Chapter 17 - "Tamu"

24.7K 2.8K 163
                                    

Kakinya terus melangkah lantang, meski hatinya terus saja merasakan keraguan itu. Pikirannya berasumsi dan menyimpulkan secepat roket, namun mulutnya enggan terbuka untuk bertanya. Matanya menatapnya iba, namun hatinya tak tega untuk meminta pernyataan.

Kira-kira, begitulah yang dirasakan oleh Yume sejak dia mendengar suara 'bisikan' pelan dan jelas itu.

Bisikan dengan kalimat singkat yang menjelaskan semuanya. Alasannya.

Suara itu bukanlah suara milik Yuki. Bukan pula suara Pamannya, apalagi suara Chizuko, sebab suara itu sudah pasti suara pria. Terasa aneh pula kalau itu adalah suara arwah lain, sebab Yume tak sendirian, dia bersama pelindungnya dan tak seharusnya ada arwah lain yang bisa mendekat dan memberitahukannya.

Ia yakin pula itu bukan suara dalam pikirannya, sebab tak pernah sedikitpun mencurigai hal itu. Jangankan mencurigai, punya sedikit pikiran yang menjurus ke sana pun, dia tak pernah.

Hanya satu hal yang tak diketahui Yume; alasan.

Entah mengapa, dirinya sama sekali tak menemukan alasan mengapa Pamannya melakukan hal itu. Bukannya Yume percaya pada suara bisikan itu saat sekali dengar. Tapi masalahnya, Yuki tidak mungkin punya alasan membenci Pamannya, jika memang benar.

Lalu, apa untungnya pula Pamannya melakukan itu?

"Ootonashi," tegur Yuki dengan kening berkerut. Yume pun tersadar dari pikirannya. "Kau kenapa?"

Dan hanya satu hal yang dapat disimpulkan Yume; Yuki tak mendengar suara bisikan itu.

Memang, Yume memiliki pendengaran yang jernih. Ada kemungkinan pula, bukan 'sosok' dalam mobil yang berbicara.

Tapi..., Yume punya firasat bahwa suara itu ditujukan kepadanya.

"Kau yang kenapa."

Yume bertanya balik dengan tatapan datar. Dirinya berhenti melangkah dan dia telah memutuskan untuk 'mengeluarkan' pikiran yang sedaritadi menganggunya. Sejak ia turun dari mobil Pamannya dengan alasan agar Pamannya tak perlu bersusah payah berputar balik, pikirannya tak mampu tenang.

Mencurigai Paman sendiri jelas bukan perbuatan yang baik, sebab setelah Yume mendengar bisikan itu, Yume secara reflek melihat kemana mobil Pamannya menjauh sampai memastikan bahwa mobil itu tidak kembali ke arah rumah sakit.

Meskipun Yume sendiri pun tidak yakin bahwa Pamannya akan kembali ke rumah sakit. Butuh setengah jam untuk sampai disana kalau dengan kendaraan pribadi.

...dan pikirannya kembali tidak enak.

"...Mau kembali ke rumah sakit?" tanya Yume dengan gelisah, terlalu gelisah sampai-sampai tak menyadari perubahaan ekspresi Yuki yang menatapnya bingung.

"Err, kurasa tidak. Bagaimana kalau kembali ke rumah?"

Yume khawatir. Lucu sekali, padahal Yume sendiri belum mengonfirmasikan kebenaran itu pada Yuki. Lalu, kalau memang itu tidak benar, apa yang perlu dikhawatirkan?

Lalu..., kalau itu memang benar, bagaimana?

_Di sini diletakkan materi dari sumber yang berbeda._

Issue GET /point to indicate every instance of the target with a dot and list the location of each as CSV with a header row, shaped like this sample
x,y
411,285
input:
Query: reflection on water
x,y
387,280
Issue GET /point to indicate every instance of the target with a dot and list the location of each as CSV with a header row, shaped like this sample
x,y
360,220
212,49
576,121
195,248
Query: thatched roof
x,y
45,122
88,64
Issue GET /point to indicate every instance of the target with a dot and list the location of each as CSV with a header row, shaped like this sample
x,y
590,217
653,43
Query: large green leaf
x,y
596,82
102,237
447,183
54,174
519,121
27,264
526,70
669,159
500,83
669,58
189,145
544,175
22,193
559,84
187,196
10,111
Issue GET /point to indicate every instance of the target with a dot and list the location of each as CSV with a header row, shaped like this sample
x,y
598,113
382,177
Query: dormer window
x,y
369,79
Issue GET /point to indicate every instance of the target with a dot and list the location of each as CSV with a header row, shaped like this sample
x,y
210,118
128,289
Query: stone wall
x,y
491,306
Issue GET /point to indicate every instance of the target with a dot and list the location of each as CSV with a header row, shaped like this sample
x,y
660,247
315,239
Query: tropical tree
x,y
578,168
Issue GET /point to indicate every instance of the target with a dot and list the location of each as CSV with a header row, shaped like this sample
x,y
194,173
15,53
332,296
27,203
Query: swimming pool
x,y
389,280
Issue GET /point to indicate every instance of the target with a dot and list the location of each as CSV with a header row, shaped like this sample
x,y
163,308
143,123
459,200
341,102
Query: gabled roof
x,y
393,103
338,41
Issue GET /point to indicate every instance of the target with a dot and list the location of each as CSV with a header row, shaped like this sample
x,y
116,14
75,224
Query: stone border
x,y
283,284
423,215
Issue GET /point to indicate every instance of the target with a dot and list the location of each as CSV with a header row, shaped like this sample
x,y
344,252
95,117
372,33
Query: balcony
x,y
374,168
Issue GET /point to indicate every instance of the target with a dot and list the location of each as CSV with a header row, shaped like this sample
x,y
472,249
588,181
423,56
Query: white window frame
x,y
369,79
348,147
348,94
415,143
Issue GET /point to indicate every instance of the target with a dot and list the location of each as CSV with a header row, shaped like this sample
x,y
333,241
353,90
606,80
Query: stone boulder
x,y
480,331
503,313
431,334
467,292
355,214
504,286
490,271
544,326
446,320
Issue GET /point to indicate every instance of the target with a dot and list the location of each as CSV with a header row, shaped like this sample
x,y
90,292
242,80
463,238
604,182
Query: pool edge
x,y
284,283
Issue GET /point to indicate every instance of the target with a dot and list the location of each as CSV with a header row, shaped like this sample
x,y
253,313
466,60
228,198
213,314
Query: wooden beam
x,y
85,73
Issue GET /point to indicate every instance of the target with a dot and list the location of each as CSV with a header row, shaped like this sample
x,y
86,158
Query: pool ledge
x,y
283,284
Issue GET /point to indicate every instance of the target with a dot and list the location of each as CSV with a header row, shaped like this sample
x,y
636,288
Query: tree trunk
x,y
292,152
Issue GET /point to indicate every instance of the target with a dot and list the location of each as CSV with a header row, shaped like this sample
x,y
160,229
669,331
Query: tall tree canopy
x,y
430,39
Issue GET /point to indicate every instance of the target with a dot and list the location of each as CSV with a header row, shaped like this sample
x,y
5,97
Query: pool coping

"Kau pucat." Yume mendongkak menatap Yuki yang menatapnya khawatir. "Apa kau kedinginan?"

Musim dingin tahun ini memang dingin. Tangannya memang dingin, sampai-sampai masih terasa membeku bahkan setelah ia memasukan kepalan tangannya dalam kantong celana tebalnya. Tapi sesungguhnya, tangannya bukan dingin karena suhu hari ini, melainkan-

"...Kau baik-baik saja?" tanya Yume dengan hati-hati.

"Harusnya aku yang bertanya padamu, kan?"